I “colleghi” d’accordo. Ma Zevi: «Non ha il senso del ridicolo».

“La Stampa”, 1 febbraio 1992

«Esautorato in patria, dove nessuno lo ascolta, il principe Carlo cerca eco in Italia per propugnare una risibile accademia pseudorinascimentale che la Gran Bretagna non ha mai avuto. Il principe possiede tutte le virtù regali ma non ha il senso del ridicolo»: il giudizio secco e duro mi viene dato da Bruno Zevi, lo storico dell'architettura moderna che più tenacemente si è battuto contro i tentativi di ritorno a linguaggi del passato, magari sotto etichette post-moderne.
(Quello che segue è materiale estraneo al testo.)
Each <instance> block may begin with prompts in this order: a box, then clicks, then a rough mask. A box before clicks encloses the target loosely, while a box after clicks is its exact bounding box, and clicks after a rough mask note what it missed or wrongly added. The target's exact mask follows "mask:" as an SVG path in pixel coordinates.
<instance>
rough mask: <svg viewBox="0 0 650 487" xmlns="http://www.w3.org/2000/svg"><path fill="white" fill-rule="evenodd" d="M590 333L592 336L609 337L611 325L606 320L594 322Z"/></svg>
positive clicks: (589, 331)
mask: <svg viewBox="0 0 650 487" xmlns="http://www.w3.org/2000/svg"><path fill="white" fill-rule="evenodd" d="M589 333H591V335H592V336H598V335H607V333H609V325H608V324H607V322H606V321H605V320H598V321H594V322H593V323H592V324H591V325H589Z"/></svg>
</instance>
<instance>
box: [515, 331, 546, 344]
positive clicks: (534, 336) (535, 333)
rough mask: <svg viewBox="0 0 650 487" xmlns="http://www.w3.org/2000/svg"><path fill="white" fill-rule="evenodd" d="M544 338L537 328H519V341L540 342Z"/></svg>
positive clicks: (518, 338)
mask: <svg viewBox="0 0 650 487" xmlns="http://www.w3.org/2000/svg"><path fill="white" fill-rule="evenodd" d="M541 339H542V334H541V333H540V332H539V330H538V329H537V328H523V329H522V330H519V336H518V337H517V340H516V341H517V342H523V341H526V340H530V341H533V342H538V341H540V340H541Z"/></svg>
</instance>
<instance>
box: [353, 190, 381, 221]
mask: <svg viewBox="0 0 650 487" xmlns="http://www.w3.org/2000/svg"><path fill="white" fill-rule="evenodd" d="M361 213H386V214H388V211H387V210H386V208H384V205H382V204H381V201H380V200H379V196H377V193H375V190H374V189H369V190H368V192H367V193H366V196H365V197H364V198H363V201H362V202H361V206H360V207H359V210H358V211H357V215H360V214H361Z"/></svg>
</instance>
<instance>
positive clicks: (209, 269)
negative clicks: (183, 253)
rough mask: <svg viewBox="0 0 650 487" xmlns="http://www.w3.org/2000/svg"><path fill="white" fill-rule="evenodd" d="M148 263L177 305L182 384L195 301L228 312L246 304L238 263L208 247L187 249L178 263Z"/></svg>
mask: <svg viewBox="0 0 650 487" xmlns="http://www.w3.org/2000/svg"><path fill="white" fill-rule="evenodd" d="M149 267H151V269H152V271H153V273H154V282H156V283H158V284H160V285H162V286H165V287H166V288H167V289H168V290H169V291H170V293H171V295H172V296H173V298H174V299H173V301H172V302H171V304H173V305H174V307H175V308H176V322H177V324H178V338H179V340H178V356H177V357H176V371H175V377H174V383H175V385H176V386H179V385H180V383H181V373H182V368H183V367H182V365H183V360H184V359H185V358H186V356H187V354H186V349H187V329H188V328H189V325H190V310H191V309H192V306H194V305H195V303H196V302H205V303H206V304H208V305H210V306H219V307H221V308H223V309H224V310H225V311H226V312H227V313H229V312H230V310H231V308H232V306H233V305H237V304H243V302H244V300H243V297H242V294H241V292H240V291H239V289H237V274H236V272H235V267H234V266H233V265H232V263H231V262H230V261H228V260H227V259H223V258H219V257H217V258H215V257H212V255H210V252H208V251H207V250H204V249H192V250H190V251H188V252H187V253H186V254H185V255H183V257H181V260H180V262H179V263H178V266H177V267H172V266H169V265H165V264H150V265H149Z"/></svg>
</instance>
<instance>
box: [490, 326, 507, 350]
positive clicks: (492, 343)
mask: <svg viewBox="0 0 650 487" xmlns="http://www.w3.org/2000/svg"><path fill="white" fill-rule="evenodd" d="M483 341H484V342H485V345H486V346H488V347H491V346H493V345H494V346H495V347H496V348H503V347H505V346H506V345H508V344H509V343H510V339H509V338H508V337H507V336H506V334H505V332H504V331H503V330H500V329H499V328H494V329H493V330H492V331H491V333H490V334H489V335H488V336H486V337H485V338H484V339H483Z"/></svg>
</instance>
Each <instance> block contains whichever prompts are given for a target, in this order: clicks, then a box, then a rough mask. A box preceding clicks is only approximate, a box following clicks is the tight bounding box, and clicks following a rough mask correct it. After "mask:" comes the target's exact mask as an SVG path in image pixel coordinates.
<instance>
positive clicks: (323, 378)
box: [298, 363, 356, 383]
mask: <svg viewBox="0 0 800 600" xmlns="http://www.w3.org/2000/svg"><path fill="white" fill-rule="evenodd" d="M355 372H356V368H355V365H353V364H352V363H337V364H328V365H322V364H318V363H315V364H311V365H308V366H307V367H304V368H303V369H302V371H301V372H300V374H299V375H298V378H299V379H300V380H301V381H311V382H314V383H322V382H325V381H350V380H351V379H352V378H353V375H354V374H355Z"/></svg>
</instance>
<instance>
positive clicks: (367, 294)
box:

Ma la battuta fulminante di Zevi contro il principe che accusa gli architetti di aver provocato «più danni dell'aviazione di Hitler» rimane isolata nei commenti di altri critici e architetti progettisti i quali mostrano una certa comprensione, pur rifiutando di condividere le scelte stilistiche di Carlo d'Inghilterra. Ecco il parere di Giancarlo De Carlo: «Mi sono incontrato col principe a Londra: mi è sembrato sincero nelle sue denunce dei guasti causati da dissennate operazioni immobiliari. Quella dei Docks di Londra è un autentico disastro. Trovo esemplare il fatto che un erede al trono si occupi dei problemi sociali originati dalla speculazione edilizia, che punti il dito contro l'imbecillità di alcuni architetti, che in tv mostri i labirinti mostruosi di cemento, come lui definisce certe opere firmate. Ma non concordo quando dalla critica passa alle proposte architettoniche».
Questa sembra proprio l'ambizione della scuola fondata da Carlo d'Inghilterra: «Condurre a un'architettura che rispetti le caratteristiche più antiche» contrastando il degrado delle città. Il modello dell'urbanistica voluta dal principe è «quella splendida città che è Siena». Forse per questo motivo aveva chiamato a Londra Giancarlo De Carlo, il quale ha fama internazionale per l'opera che svolge da anni a Siena come studioso e docente, nonché per il piano di Urbino. «Ma avere come modello Siena non significa farne la copia in Inghilterra. Il principe Carlo non è soltanto un romantico. Ha studiato, è una persona intelligente e colta. Però rischia di cadere quando propone il ritorno a linguaggi del passato, anche all'architettura vernacolare. Sarebbe una confessione di impotenza».
C'è un architetto inglese di origine toscana, Richard Rogers, duramente attaccato dal principe, al quale ha replicato non meno duramente. È autore, tra l'altro, del discusso Palazzo dei Lloyd's di Londra. Rimprovera al principe, più delle sue scelte stilistiche, una certa tendenza a usare il suo prestigio e il suo potere per orientare le giurie dei concorsi, per bloccare progetti che non rispondono ai suoi gusti.
Ne parlo con Renzo Piano, il quale fu associato a Rogers nell'avventura del Beaubourg: «So che il principe mi ha perdonato quello che gli sembra un peccato di gioventù. Ne ebbi la sensazione a Londra quando la regina Elisabetta mi consegnò la Gold Medal del Royal Institute of British Architects. Sinceramente, da architetto, non riesco a combatterlo. Mi sembra che abbia imboccato una strada un po' da ingenuo, avendo però molte giustificazioni per le sue critiche. Le trasformazioni pesanti subite da Londra e da altre città inglesi hanno creato un malessere urbano reale. Gli architetti avevano nobili cause e nobili aspirazioni; il movimento moderno ci aveva dato in eredità il rifiuto della decorazione e il culto della razionalità. Dobbiamo riconoscere che l'interpretazione dei canoni moderni è stata fatta da troppi in modo banale, impoverendo l’architettura e rinunciando a ogni riferimento alla memoria, all'eredità del passato.